奇聞録九巡目



古戦場であったり、戦禍を受けた場所であったり、はたまた、事故現場や殺人現場。



日本は狭い。



狭い場所にひしめき合う以上は過去の何らかの因縁の場所に生き続けなくてはならい。



余程強い思いを持って、亡くなられた人や、自分の死に気付かずそこに止まる人。


あるいは動物であったり、植物であったり。



元を辿れば生きていたと言う証。



生前に恵まれた人生を送り、自分に相応しい場所で死ねたと言う生き物ばかりではない。



不意に、不本意に、仕方なくと言う死も、私達が自覚しないだけで、沢山有るのかも知れない。
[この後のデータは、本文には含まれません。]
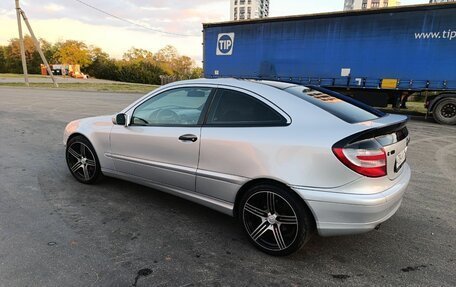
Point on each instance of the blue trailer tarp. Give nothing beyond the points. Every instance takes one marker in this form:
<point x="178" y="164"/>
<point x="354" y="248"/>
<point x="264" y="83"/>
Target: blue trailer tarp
<point x="416" y="46"/>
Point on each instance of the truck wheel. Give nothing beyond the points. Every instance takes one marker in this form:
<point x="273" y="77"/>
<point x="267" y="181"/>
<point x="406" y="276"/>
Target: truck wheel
<point x="445" y="112"/>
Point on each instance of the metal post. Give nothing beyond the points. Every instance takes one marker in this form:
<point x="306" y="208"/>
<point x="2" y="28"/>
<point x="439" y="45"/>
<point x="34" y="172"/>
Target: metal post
<point x="38" y="46"/>
<point x="21" y="43"/>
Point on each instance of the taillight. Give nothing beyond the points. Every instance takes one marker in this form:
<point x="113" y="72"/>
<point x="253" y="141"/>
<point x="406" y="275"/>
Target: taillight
<point x="365" y="157"/>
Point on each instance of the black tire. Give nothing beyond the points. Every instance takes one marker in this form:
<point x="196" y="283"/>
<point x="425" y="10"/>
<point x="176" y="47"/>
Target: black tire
<point x="445" y="111"/>
<point x="82" y="160"/>
<point x="277" y="229"/>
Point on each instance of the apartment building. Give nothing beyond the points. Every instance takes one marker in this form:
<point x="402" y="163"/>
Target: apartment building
<point x="248" y="9"/>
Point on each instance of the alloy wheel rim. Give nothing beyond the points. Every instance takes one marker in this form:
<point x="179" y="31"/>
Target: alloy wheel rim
<point x="270" y="221"/>
<point x="449" y="110"/>
<point x="81" y="161"/>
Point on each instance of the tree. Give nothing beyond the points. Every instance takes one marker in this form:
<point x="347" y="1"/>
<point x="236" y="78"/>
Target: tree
<point x="73" y="52"/>
<point x="138" y="55"/>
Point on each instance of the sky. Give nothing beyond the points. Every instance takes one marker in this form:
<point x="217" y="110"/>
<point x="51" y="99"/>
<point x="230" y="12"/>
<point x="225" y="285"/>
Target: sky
<point x="59" y="20"/>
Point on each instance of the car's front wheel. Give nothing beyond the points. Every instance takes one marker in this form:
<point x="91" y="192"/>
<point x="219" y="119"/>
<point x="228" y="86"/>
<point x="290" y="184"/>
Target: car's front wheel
<point x="82" y="160"/>
<point x="275" y="219"/>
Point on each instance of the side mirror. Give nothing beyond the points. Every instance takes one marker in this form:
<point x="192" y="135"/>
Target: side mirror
<point x="121" y="120"/>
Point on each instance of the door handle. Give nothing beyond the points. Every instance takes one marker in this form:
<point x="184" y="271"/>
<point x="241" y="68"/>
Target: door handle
<point x="188" y="137"/>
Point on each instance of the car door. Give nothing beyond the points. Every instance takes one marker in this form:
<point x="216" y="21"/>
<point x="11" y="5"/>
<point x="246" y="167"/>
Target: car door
<point x="161" y="143"/>
<point x="241" y="127"/>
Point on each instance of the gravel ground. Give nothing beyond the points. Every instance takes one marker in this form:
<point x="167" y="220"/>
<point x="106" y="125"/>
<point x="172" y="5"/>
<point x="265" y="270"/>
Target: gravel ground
<point x="55" y="231"/>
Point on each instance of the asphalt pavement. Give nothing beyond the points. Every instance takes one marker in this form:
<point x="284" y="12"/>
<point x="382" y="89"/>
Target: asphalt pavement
<point x="55" y="231"/>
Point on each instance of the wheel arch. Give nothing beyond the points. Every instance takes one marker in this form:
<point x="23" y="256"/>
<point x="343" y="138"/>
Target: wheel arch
<point x="73" y="135"/>
<point x="258" y="181"/>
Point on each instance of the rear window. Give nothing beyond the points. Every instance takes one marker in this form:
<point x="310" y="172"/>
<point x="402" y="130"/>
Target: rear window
<point x="336" y="104"/>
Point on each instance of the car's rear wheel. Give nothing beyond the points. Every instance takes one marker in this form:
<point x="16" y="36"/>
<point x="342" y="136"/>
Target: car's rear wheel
<point x="445" y="112"/>
<point x="82" y="160"/>
<point x="275" y="219"/>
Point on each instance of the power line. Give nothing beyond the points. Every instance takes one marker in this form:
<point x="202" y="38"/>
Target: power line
<point x="131" y="22"/>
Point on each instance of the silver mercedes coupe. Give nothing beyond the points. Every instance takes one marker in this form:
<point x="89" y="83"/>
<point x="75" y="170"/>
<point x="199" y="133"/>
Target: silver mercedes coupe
<point x="283" y="158"/>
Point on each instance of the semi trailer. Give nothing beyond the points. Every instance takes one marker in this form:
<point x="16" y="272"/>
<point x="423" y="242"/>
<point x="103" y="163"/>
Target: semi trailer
<point x="373" y="55"/>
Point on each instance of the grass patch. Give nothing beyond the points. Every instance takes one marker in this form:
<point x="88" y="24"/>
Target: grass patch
<point x="20" y="76"/>
<point x="107" y="87"/>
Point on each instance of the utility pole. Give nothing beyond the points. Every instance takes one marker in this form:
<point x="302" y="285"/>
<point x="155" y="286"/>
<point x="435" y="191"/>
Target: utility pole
<point x="20" y="13"/>
<point x="21" y="42"/>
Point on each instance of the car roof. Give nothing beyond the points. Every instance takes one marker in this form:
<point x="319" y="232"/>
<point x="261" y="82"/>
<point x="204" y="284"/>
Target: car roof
<point x="244" y="83"/>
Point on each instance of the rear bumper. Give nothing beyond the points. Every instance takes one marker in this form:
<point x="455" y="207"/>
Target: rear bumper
<point x="344" y="213"/>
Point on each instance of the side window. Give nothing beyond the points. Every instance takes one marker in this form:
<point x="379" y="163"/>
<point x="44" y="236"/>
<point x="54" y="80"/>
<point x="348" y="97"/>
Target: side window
<point x="180" y="107"/>
<point x="239" y="109"/>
芸術や文化は、誰かが残した生きていた証であって、今尚我々にも認識する事ができる唯一の幽霊や、心霊の形かも知れない。




死は当たり前のように身近で、死によって支配された生命は、生きていたことを証明するため、必死に生物を動かす。



日常に劇的な変化が起きたとしても、命は最後まで死に抵抗する。




しかし、人は特に、自死を選ぶ事ができる。



死をも意思で支配できる。



それだけ優れた生物なのだから、死後の世界観はきっと途方も無く広がっているんだろう。
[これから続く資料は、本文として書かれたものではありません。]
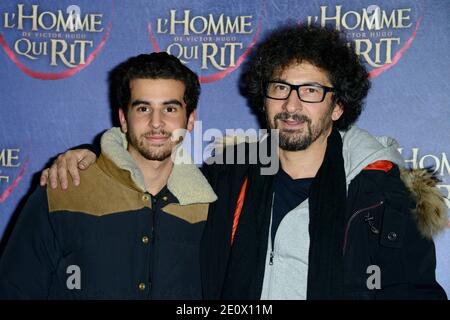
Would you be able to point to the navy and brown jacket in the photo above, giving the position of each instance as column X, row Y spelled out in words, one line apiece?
column 123, row 242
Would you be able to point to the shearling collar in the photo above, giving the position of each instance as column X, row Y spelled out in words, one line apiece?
column 186, row 182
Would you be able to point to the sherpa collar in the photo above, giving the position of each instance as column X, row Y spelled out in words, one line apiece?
column 186, row 182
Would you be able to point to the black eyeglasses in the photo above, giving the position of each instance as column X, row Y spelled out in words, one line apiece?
column 308, row 92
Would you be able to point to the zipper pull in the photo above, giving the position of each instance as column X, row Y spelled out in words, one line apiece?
column 369, row 219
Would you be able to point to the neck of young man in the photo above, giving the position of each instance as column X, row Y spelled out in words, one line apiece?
column 156, row 173
column 305, row 163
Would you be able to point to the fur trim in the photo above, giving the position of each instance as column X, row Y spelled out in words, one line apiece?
column 430, row 211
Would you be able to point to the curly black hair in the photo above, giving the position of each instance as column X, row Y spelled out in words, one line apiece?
column 157, row 65
column 324, row 48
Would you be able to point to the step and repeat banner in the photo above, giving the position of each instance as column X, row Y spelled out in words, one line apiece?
column 55, row 56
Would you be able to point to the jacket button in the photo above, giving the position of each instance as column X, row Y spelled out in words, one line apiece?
column 392, row 236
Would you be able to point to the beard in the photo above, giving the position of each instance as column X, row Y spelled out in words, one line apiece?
column 155, row 153
column 300, row 139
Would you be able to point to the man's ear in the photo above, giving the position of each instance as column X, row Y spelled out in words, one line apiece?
column 123, row 121
column 191, row 120
column 338, row 110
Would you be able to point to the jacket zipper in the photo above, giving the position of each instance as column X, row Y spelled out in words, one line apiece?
column 270, row 230
column 351, row 219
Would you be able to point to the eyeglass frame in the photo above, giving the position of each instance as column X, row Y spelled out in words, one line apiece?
column 295, row 87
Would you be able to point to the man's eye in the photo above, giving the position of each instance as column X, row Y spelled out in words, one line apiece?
column 143, row 109
column 280, row 87
column 171, row 109
column 310, row 90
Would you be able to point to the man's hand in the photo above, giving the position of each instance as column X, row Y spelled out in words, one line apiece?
column 71, row 161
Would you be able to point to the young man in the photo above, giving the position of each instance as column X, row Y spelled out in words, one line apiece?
column 340, row 219
column 132, row 230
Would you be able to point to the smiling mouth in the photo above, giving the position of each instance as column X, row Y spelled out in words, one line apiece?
column 157, row 139
column 291, row 123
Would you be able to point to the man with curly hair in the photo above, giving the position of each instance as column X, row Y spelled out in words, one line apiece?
column 341, row 219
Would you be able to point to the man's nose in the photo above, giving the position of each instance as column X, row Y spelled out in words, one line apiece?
column 293, row 103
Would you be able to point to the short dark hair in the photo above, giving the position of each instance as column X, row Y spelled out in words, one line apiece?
column 324, row 48
column 157, row 65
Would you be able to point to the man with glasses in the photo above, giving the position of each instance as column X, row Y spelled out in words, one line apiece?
column 340, row 219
怪談や、心霊現象や、幽霊騒動は、私には消えてしまう命の儚さと、忘れてしまう人の悲しさが、根本のような気がしてならない。



身近に死を感じ、同時に生も感じ、普段はなるべく考えないように折り合いを付けて行く。



道徳に身を隠し、生死に関わらないように生活をする。




そこで、ある程度死を感じるために怪談や怪奇現象を引っ張り出す。

死を確認するために。




それで良いのだ。



どうか、願う事なら、まずは心霊スポットに行く前に、身近な人の墓所なり、仏壇なりを訪ねて貰いたい。


手を合わせてあげてほしい。



そして、美術館なり博物館なりに行き、今も生き続ける奇跡を感じて欲しい。




スリルとリスクは、それからでも遅くはない筈だから。